Papa wollte wegen der Gartenarbeit das Wasser draußen anstellen. Leider hat er den falschen Hebel erwischt und das Wasser ist durch einen kleinen Überlaufschlauch in den Keller gelaufen. Was ich damals nicht nachvollziehen konnte war, dass er es hätte merken müssen. Das Wasser muss ihm direkt vor die Füße auf den Fußboden gelaufen sein. Heute weiß ich, dass er die Konsequenz daraus einfach nicht mehr gesehen hat.
Er ging an jenem Abend ziemlich müde ins Bett.
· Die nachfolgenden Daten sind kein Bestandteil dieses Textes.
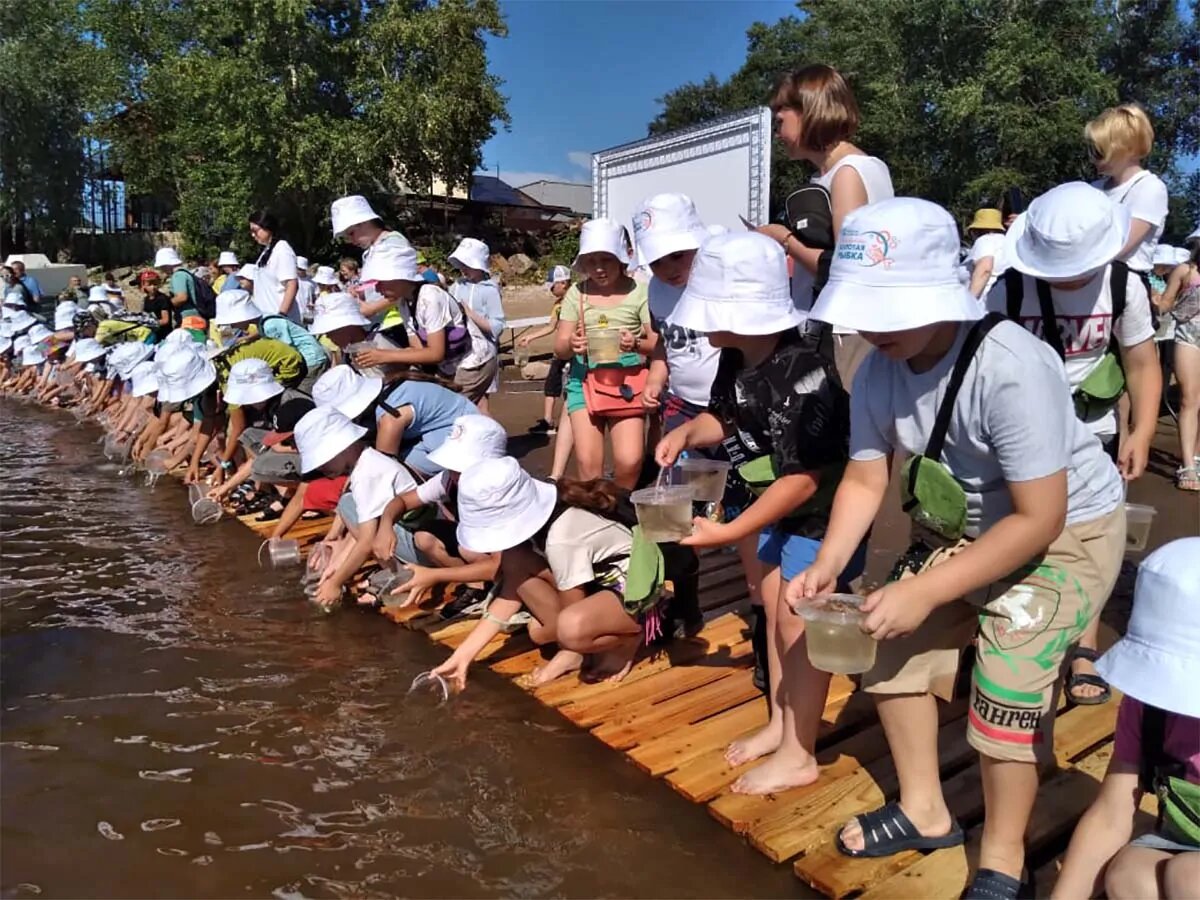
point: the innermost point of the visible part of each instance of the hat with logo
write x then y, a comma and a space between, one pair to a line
502, 505
352, 210
897, 267
322, 433
166, 257
251, 381
183, 376
347, 391
472, 253
391, 262
334, 311
603, 235
144, 378
1069, 231
325, 275
1156, 659
666, 223
472, 439
738, 283
235, 306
Am nächsten Morgen sagte er empört: „Stell dir mal vor, wir haben einen Wasserschaden im Keller!“ „Ja, und woher haben wir den?“ fragte ich damals ebenso empört. „Ich hab keine Ahnung, wie das Wasser in den Keller kam, aber der Schaden ist jetzt da.“ Rührend hat er geholfen die restlichen Pfützen trocken zu legen, die Sockel an den Wänden zu säubern und mir einen Vortrag gehalten, dass ich ein Trockengerät besorgen solle, sonst würde der ganz Keller verschimmeln.
Am folgenden Tag, schaute er mich morgens wie ein begossener Pudel an und sagte zerknirscht: „Ich glaub, ich bin Schuld am Wasserschaden. Irgendwas hab ich falsch gemacht.“ „Ach, Papa“, ich nahm ihn seufzend in den Arm und drückte ihn fest, „es ist ja fast alles wieder okay.“
Da kam mir zum ersten Mal der Gedanke auf, dass es zu Hause wirklich nicht mehr lange gut gehen würde. Ich schob diesen Gedanken heftig weg, verdrückte ein Tränchen und frühstückte fröhlich mit Papa.